Venezuela Initiates Production of Generic Medicines and Cell Phones

On Sunday, Venezuelan President Hugo Chavez inaugurated a new pharmaceutical production center in Caracas, allocated funding to build another similar one, inaugurated 11o new medical centers, and released the country's first locally manufactured mobile phone, bringing Venezuela a few steps closer to economic sovereignty.
President Hugo Chavez in the new pharmaceutical production center on Sunday (Prensa Presidencial)


Mérida, May 5th 2009 (Venezuelanalysis.com) – On
Sunday, Venezuelan President Hugo Chavez inaugurated a new pharmaceutical
production center in Caracas, allocated funding to build another similar one,
inaugurated 118 new medical centers, and released the country's first locally
manufactured mobile phone, bringing Venezuela a few steps closer to economic
sovereignty.

The pharmaceutical production center was first created
in 1993 but was abandoned and rendered unproductive due to lack of investments
by previous governments, according to government press sources. The center has
now been renovated and re-opened with 64 new staff.

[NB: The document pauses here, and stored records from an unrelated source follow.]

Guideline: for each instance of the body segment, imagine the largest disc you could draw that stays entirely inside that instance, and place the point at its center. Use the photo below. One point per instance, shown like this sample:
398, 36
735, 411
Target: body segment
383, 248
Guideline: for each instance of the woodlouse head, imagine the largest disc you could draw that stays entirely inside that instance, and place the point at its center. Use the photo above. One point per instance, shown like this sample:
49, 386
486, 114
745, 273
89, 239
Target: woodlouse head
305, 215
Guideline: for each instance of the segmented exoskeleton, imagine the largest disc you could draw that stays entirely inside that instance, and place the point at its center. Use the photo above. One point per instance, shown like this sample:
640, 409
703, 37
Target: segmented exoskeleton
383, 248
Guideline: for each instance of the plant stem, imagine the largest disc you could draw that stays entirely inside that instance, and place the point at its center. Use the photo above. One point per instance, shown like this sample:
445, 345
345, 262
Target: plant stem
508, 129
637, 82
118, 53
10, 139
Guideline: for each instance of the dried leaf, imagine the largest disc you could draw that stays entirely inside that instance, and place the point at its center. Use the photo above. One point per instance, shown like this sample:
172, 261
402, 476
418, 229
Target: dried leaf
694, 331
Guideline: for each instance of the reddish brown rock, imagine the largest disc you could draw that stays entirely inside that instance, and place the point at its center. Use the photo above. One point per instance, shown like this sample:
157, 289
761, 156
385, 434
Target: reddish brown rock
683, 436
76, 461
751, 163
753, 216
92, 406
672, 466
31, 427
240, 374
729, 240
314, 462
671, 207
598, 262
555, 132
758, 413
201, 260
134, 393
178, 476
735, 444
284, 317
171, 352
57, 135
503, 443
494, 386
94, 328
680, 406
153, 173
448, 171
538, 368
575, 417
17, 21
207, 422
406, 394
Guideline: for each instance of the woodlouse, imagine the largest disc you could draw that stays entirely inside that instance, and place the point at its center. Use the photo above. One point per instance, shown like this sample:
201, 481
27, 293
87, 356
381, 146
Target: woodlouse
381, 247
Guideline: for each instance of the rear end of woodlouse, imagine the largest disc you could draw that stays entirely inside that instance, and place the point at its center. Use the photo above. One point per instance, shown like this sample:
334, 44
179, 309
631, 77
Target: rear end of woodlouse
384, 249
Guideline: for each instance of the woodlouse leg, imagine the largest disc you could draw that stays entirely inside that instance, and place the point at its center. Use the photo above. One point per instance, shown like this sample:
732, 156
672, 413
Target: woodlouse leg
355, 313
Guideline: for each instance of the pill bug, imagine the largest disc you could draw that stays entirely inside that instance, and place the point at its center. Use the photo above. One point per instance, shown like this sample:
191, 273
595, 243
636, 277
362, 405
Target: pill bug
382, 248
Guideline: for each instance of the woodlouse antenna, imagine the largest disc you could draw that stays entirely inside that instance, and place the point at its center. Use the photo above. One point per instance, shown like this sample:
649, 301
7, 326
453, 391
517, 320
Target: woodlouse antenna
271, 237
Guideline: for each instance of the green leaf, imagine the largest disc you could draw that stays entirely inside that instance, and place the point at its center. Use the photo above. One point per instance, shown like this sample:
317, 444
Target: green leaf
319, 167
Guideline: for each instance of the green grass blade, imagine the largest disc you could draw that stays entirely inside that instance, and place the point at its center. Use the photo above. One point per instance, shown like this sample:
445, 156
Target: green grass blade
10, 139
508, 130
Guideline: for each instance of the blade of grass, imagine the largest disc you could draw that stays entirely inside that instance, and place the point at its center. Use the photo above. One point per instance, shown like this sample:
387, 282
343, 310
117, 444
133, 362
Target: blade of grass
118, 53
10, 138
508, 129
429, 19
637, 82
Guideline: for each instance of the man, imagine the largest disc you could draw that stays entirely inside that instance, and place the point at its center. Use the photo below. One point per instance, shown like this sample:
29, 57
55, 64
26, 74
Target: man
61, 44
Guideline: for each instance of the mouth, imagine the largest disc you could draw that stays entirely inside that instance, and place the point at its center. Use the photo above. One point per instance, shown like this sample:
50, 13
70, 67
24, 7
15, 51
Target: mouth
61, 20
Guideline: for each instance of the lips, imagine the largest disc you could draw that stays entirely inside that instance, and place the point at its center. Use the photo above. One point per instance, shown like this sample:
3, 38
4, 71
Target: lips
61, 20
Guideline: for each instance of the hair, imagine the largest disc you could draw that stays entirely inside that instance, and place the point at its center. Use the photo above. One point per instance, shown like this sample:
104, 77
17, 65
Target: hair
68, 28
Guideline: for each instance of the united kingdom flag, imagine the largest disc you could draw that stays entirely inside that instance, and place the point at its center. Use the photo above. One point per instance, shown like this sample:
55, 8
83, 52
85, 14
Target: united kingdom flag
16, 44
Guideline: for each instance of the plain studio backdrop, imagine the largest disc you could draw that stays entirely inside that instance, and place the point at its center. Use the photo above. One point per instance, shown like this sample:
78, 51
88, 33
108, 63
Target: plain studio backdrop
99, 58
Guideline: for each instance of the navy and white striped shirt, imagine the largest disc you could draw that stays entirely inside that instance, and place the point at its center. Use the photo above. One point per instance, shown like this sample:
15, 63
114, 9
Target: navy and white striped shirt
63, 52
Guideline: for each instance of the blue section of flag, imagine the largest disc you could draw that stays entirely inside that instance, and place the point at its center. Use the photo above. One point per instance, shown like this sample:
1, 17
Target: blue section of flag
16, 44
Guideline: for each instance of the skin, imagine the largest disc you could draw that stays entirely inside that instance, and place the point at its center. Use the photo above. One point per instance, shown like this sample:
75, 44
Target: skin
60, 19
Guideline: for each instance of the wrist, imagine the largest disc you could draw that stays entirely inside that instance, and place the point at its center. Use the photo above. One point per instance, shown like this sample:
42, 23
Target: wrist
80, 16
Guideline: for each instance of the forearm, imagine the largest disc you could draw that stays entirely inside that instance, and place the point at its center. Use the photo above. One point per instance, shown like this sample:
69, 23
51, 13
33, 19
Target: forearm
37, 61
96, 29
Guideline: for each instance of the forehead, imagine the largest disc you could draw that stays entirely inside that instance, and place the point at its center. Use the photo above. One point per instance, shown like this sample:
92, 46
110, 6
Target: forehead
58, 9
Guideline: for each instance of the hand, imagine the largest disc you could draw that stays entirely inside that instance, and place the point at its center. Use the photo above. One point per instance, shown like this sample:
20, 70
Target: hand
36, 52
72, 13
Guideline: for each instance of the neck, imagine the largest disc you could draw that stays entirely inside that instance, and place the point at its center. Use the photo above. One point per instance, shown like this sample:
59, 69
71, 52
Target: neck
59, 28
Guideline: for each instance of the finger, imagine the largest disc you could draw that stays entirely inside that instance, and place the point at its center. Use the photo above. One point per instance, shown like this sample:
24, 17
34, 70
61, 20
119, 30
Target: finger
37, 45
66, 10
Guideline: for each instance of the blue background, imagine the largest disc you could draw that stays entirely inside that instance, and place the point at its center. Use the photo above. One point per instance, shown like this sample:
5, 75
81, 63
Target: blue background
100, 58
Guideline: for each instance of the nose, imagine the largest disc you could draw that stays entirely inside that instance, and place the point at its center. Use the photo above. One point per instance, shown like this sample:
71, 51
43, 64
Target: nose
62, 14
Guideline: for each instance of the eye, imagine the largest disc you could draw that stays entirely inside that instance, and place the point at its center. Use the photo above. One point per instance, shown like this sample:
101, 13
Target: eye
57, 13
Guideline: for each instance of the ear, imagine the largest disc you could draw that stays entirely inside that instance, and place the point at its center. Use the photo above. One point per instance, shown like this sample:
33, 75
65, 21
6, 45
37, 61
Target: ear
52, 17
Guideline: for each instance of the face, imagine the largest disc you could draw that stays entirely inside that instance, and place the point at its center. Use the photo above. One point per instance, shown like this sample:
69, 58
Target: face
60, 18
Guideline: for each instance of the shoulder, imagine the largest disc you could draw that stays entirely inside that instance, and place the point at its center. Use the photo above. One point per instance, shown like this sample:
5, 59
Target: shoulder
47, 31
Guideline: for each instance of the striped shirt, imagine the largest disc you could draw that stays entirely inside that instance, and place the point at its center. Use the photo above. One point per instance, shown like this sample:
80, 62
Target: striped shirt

"We are starting to make medicine of a high quality in
a way that has never happened before in Venezuela," Chávez said on his weekly
presidential talk show, Aló Presidente.

He said the new center will make a range of medicines
including insulin, antibiotics, syrups and anti-retrovirals, and sell them at subsidized
or production cost prices to Venezuelans and member countries of the Bolivarian
Alternative for the Americas (ALBA), which is a trade bloc alternative to U.S.-dominated
free trade agreements.

According to the Ministry of Health, the center will
also distribute the medicine and be a storage place for expensive medicines
which the ministry already distributes for free, such as the treatment for AIDS.

The factory will start producing in about 2 weeks,
with primary material coming from India, China, Sweden and Germany.

Chavez also approved $40 million to be spent in 2009
and $43 million in 2010 to construct a pharmaceutical industrial complex which
will be located on 20 hectares of land in Guacara, Carabobo state. The plant
will produce insulin, creams, ointments, suppositories, therapeutic liquids,
antibiotics, tablets, and capsules.

Health Minister Jesus Mantilla said the Carabobo-based
medicine production complex will have the capacity to supply all the countries
of ALBA.

"We're going to convert ourselves into exporters of
medicine in the future. First, of course, for us, and later to share with other
countries," Chavez said. He also estimated the insulin produced would benefit
up to 52 million people.

These projects "aim to guarantee the right to health
and life to the people, not only for those who can pay, as under capitalism
where if you can pay you're guaranteed everything," Chávez said.

Also Sunday, Chavez expanded the Barrio Adentro
Mission, a social program which builds free health care clinics in local communities
with assistance from Cuban doctors who are experienced in community health, by inaugurating
110 new primary health clinics.

In addition to the primary health clinics, the
government inaugurated five Integral Diagnostic Centers (CDI), which provide
more advanced services such as emergency care, ultrasound, and endoscopy, and
two Integral Rehabilitation Centers (SRI).

By satellite transmission, Chávez inaugurated an
ophthalmology center that is equipped to perform eye operations such as
cataracts and more complicated surgeries, and also allocated funding for seventeen
public hospital renovation projects.

Including these new medical centers, Venezuela now has
4,565 in total, including 3,606 local consultation centers, 482 CDIs, 545 SRIs,
and 23 High Technology Centers, according to government figures.

Venezuela
Produces Cell Phones

Venezuela
has also launched its first locally made mobile phone. The phone, a model ZTE
C366 that includes camera and mp3 storage, will cost 30 bolivars ($14), which
is 25% cheaper than the cheapest cell phone currently available in Venezuela.

The phone is made by the state-owned
telecommunications company Vetelca, which is aiming to produce 250,000 phones
this year for both the Venezuelan market and the Latin American market.

Chavez inspected the phone on Sunday's television
show, and said it was "light, beautiful, good, and cheap, designed by
Movilnet." Movilnet is the state telephone and internet company.

"It is science and technology at the service of the
people not the elites…the day will arrive when we manufacture phones for Cuba and Latin America," he said.

According to the government's national radio station
RNV, Movilnet sold 8 million phones last year and is expecting to sell 9
million this year.

The Chávez administration nationalized Movilnet in
2007. Chávez said he expects the government will recuperate the cost of the nationalization,
that is, the compensation paid to the previous owner, within two years. He said
that previously a large amount of the company's profits were going outside the
country and the bank accounts of the national elites, but now these resources are
financing projects for the Venezuelan people.